Le ragioni economiche nella storia dell’Unione Europea hanno sempre prevalso su quelle politiche e sociali. A partire dalla Comunità Europea del Carbone e dell’Acciaio, passando per il mercato unico e l’Euro.
La cittadinanza Europea resta una chimera, un’ utopia su cui si è investito sempre troppo poco. Le politiche d’integrazione mirate a rafforzare il senso di appartenenza all’Unione appaiono oggi troppo deboli. Cosa ha significato in questi anni essere cittadini europei nella vita di tutti i giorni? Il senso di appartenenza non può essere l’obiettivo ma il risultato di politiche efficaci, prima di tutto sociali e poi economiche.

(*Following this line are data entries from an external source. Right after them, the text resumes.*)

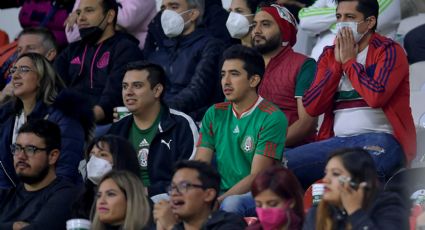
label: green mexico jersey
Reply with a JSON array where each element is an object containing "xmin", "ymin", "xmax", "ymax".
[{"xmin": 198, "ymin": 97, "xmax": 288, "ymax": 192}]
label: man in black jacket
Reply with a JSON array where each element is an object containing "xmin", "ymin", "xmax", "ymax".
[
  {"xmin": 144, "ymin": 0, "xmax": 224, "ymax": 121},
  {"xmin": 0, "ymin": 120, "xmax": 78, "ymax": 229},
  {"xmin": 153, "ymin": 161, "xmax": 246, "ymax": 230},
  {"xmin": 108, "ymin": 61, "xmax": 199, "ymax": 198},
  {"xmin": 55, "ymin": 0, "xmax": 142, "ymax": 123}
]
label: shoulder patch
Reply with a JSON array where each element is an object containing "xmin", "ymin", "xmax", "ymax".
[
  {"xmin": 214, "ymin": 101, "xmax": 231, "ymax": 110},
  {"xmin": 258, "ymin": 100, "xmax": 278, "ymax": 114}
]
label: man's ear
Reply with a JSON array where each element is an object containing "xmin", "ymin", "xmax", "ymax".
[
  {"xmin": 46, "ymin": 49, "xmax": 57, "ymax": 62},
  {"xmin": 249, "ymin": 74, "xmax": 261, "ymax": 88},
  {"xmin": 204, "ymin": 188, "xmax": 217, "ymax": 203},
  {"xmin": 106, "ymin": 10, "xmax": 117, "ymax": 24},
  {"xmin": 189, "ymin": 8, "xmax": 201, "ymax": 23},
  {"xmin": 48, "ymin": 149, "xmax": 60, "ymax": 165}
]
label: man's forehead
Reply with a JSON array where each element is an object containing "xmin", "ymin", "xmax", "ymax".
[
  {"xmin": 16, "ymin": 133, "xmax": 44, "ymax": 145},
  {"xmin": 336, "ymin": 1, "xmax": 360, "ymax": 14},
  {"xmin": 78, "ymin": 0, "xmax": 102, "ymax": 9},
  {"xmin": 254, "ymin": 10, "xmax": 275, "ymax": 23}
]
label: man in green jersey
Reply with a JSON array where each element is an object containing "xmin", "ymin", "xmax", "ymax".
[
  {"xmin": 195, "ymin": 45, "xmax": 288, "ymax": 216},
  {"xmin": 108, "ymin": 61, "xmax": 198, "ymax": 201}
]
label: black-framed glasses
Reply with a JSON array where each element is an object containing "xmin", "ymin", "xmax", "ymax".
[
  {"xmin": 9, "ymin": 65, "xmax": 33, "ymax": 75},
  {"xmin": 167, "ymin": 181, "xmax": 205, "ymax": 195},
  {"xmin": 10, "ymin": 144, "xmax": 47, "ymax": 157}
]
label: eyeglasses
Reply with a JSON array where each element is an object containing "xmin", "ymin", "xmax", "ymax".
[
  {"xmin": 167, "ymin": 181, "xmax": 205, "ymax": 196},
  {"xmin": 10, "ymin": 144, "xmax": 47, "ymax": 157},
  {"xmin": 9, "ymin": 66, "xmax": 33, "ymax": 74}
]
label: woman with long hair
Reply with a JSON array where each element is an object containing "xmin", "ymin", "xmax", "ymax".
[
  {"xmin": 0, "ymin": 53, "xmax": 94, "ymax": 188},
  {"xmin": 303, "ymin": 148, "xmax": 409, "ymax": 230},
  {"xmin": 247, "ymin": 166, "xmax": 304, "ymax": 230},
  {"xmin": 72, "ymin": 135, "xmax": 140, "ymax": 219},
  {"xmin": 91, "ymin": 171, "xmax": 150, "ymax": 230}
]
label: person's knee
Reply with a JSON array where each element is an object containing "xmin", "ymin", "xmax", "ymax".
[{"xmin": 220, "ymin": 193, "xmax": 255, "ymax": 216}]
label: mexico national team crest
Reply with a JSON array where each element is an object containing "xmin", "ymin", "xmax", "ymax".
[{"xmin": 241, "ymin": 136, "xmax": 254, "ymax": 153}]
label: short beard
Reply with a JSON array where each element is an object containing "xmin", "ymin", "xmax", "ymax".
[
  {"xmin": 252, "ymin": 34, "xmax": 282, "ymax": 55},
  {"xmin": 18, "ymin": 164, "xmax": 50, "ymax": 185}
]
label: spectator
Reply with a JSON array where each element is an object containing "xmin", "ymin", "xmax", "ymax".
[
  {"xmin": 404, "ymin": 24, "xmax": 425, "ymax": 64},
  {"xmin": 248, "ymin": 166, "xmax": 304, "ymax": 230},
  {"xmin": 73, "ymin": 135, "xmax": 140, "ymax": 219},
  {"xmin": 0, "ymin": 0, "xmax": 75, "ymax": 49},
  {"xmin": 146, "ymin": 0, "xmax": 223, "ymax": 121},
  {"xmin": 299, "ymin": 0, "xmax": 400, "ymax": 61},
  {"xmin": 55, "ymin": 0, "xmax": 142, "ymax": 124},
  {"xmin": 0, "ymin": 27, "xmax": 58, "ymax": 102},
  {"xmin": 303, "ymin": 149, "xmax": 409, "ymax": 230},
  {"xmin": 226, "ymin": 0, "xmax": 259, "ymax": 47},
  {"xmin": 153, "ymin": 161, "xmax": 246, "ymax": 230},
  {"xmin": 65, "ymin": 0, "xmax": 156, "ymax": 49},
  {"xmin": 0, "ymin": 53, "xmax": 93, "ymax": 188},
  {"xmin": 276, "ymin": 0, "xmax": 313, "ymax": 22},
  {"xmin": 251, "ymin": 4, "xmax": 317, "ymax": 148},
  {"xmin": 202, "ymin": 0, "xmax": 238, "ymax": 47},
  {"xmin": 195, "ymin": 45, "xmax": 287, "ymax": 216},
  {"xmin": 108, "ymin": 61, "xmax": 199, "ymax": 197},
  {"xmin": 91, "ymin": 171, "xmax": 150, "ymax": 230},
  {"xmin": 286, "ymin": 0, "xmax": 416, "ymax": 188},
  {"xmin": 0, "ymin": 120, "xmax": 78, "ymax": 229}
]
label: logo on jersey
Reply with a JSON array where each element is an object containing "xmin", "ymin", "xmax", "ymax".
[
  {"xmin": 139, "ymin": 138, "xmax": 149, "ymax": 147},
  {"xmin": 161, "ymin": 139, "xmax": 173, "ymax": 150},
  {"xmin": 241, "ymin": 136, "xmax": 254, "ymax": 153},
  {"xmin": 233, "ymin": 125, "xmax": 239, "ymax": 134},
  {"xmin": 137, "ymin": 148, "xmax": 149, "ymax": 168}
]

Va bene investire sui giovani, va bene puntare sulla formazione, ma queste sono politiche i cui effetti, forse, saranno visibili solo nel lungo periodo. Oggi, dopo la vittoria del leave nel referendum britannico, l’Europa si sveglia spaesata con un forte hangover post festa Erasmus.

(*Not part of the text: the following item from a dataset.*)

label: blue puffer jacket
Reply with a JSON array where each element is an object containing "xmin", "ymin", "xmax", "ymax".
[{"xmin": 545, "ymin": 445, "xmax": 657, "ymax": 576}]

Tornano a galla tutti i problemi e tutte le lacune dell’Unione che periodicamente ci si trova ad affrontare, senza mai andare oltre la speculazione intellettuale e senza mai adottare misure effettive. Come in tutti i momenti di crisi, ogni decisione adottata dai governi nazionali indebolisce l’Europa per rafforzare il potere dei singoli Stati, come in un gioco a somma zero, dove il vantaggio di un singolo va a scapito degli altri “giocatori”.
L’Europa paga oggi l’assenza di una vera politica comune, l’aver lasciato spazio alle forze centrifughe all’interno dell’Unione, il non aver saputo rispondere alla crisi economica con misure che andassero oltre le leve della politica monetaria, unico strumento effettivo di cui dispone.
Oggi è facile prendersela con l’Europa, un capro espiatorio utile ai governi per deresponsabilizzarsi quando le cose vanno male. Facile dire che è colpa dell’Europa, facile mostrarsi europeisti a giorni alterni, facile chiudere le frontiere, facile raccattare consensi parlando alla pancia dei cittadini, pensando che la testa sia messa lì solo per dividere le orecchie.
Il contrappasso di Cameron è che oggi paga l’aver vinto le elezioni strizzando l’occhio agli anti europeisti, promettendo un referendum che ha finito per essere la sua Waterloo, ma i panni del Duca di Wellington li veste Farage, mentre al quasi ex inquilino del 10 di Downing Street non resta che il ruolo dello sconfitto Napoleone.
Cosa possono imparare i leader europei moderati dalla debacle di Cameron? Il malcontento dei cittadini va ascoltato e capito. Non va ignorato, ne tantomeno cavalcato. Questo è un compito da lasciare ai Farage, ai Le Pen, ai Salvini e ai Grillo.
Se vogliamo uscire da questo gioco a somma zero è necessaria una cooperazione efficace che possa fornire risposte vere, a livello nazionale prima, ed europeo poi. Bisogna dare ai cittadini una prospettiva concreta di dove vuole andare l’Unione e di cosa può significare essere cittadini Europei nella vita di tutti i giorni, non solo a livello economico ma soprattutto politico e sociale.
La sfida è dura e difficile, ma se i leader degli Stati membri avranno il coraggio di affrontarla, potrebbero stupirsi nello scoprire che i cittadini hanno una testa per pensare.